3). What’s your financial bag of blood and bones? What kind of imprint remains as you observed your parents struggle with money? Or save too much, or misuse credit, or lose a business? Or perhaps you know the parents are going to leave a fortune so you decide to check out on accomplishing anything. Sit around. Wait for them to die. Like a lumpy bag of blood and bones. Don’t believe your parents’ relationship with money affects you? Think again. You’re splattered full of financial blood and bone matter.

For my dad, his parents’ frugal nature morphed him into a spendthrift. For me, watching dad blow every dollar he earned made me appreciate the value of a buck. A generation of kids observed their family deal with the devastating effects of the worse financial crisis since the Great Depression.

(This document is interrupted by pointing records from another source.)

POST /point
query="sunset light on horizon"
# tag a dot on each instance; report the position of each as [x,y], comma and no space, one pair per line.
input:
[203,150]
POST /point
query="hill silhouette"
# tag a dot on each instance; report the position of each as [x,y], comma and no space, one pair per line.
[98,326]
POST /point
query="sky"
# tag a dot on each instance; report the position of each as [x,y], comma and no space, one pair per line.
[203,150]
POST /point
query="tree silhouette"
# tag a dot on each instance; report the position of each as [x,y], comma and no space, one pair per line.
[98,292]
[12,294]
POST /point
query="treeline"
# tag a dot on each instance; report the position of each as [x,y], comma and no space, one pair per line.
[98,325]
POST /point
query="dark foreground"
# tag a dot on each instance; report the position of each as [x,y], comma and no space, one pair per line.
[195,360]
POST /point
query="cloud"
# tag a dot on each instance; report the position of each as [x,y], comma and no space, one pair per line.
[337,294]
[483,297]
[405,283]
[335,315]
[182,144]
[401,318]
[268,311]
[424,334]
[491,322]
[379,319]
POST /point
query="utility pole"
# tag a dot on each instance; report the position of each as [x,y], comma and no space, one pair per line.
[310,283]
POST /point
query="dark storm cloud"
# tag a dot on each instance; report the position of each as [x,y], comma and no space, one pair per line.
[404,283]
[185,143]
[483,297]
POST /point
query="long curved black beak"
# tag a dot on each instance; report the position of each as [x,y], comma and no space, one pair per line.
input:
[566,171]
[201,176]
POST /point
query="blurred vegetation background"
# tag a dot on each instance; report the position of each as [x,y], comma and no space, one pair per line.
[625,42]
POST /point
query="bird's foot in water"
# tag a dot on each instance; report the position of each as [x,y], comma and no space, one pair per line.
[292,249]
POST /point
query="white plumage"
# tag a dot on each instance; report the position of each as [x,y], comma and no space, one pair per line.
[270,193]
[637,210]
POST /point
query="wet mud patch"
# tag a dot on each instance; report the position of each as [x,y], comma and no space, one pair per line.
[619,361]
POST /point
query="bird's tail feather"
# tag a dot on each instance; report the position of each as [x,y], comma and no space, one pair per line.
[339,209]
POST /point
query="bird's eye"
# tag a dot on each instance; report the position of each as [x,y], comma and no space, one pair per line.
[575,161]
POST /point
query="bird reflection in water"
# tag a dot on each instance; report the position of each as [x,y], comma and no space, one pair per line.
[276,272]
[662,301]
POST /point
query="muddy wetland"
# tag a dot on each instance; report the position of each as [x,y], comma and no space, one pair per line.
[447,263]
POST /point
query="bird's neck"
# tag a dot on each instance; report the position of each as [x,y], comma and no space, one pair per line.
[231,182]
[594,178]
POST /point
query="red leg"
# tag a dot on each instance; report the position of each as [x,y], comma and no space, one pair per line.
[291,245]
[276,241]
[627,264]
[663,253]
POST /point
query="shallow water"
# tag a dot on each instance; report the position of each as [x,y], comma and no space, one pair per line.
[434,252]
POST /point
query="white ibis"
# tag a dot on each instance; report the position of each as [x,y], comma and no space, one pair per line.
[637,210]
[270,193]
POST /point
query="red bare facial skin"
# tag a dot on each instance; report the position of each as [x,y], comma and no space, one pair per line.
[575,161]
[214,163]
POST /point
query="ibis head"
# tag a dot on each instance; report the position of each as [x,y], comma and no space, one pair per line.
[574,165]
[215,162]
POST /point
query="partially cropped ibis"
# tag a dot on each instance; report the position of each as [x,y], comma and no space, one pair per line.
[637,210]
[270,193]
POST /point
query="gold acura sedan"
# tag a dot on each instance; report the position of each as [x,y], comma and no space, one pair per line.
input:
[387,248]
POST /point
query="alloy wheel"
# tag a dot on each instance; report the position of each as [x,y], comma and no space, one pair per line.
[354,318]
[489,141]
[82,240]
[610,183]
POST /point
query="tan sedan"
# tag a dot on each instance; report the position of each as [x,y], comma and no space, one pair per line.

The end result is many younger folk are more risk aware/averse, less engaged with the stock market and believe they’ll be worse off than their parents. Perception is reality. These sentiments tend to stick around a bit. Perhaps for an entire generation.

“Mom, what’s wrong?”

She finally told me. It was a miscarriage. Not the first but for some reason this one hit her hard. I didn’t understand what that meant but I answered:

“Where is the bag of blood and bones?”

I wore that bruise from the smack in the face, for a week.

And to this day I wonder.

What the hell happened to that book?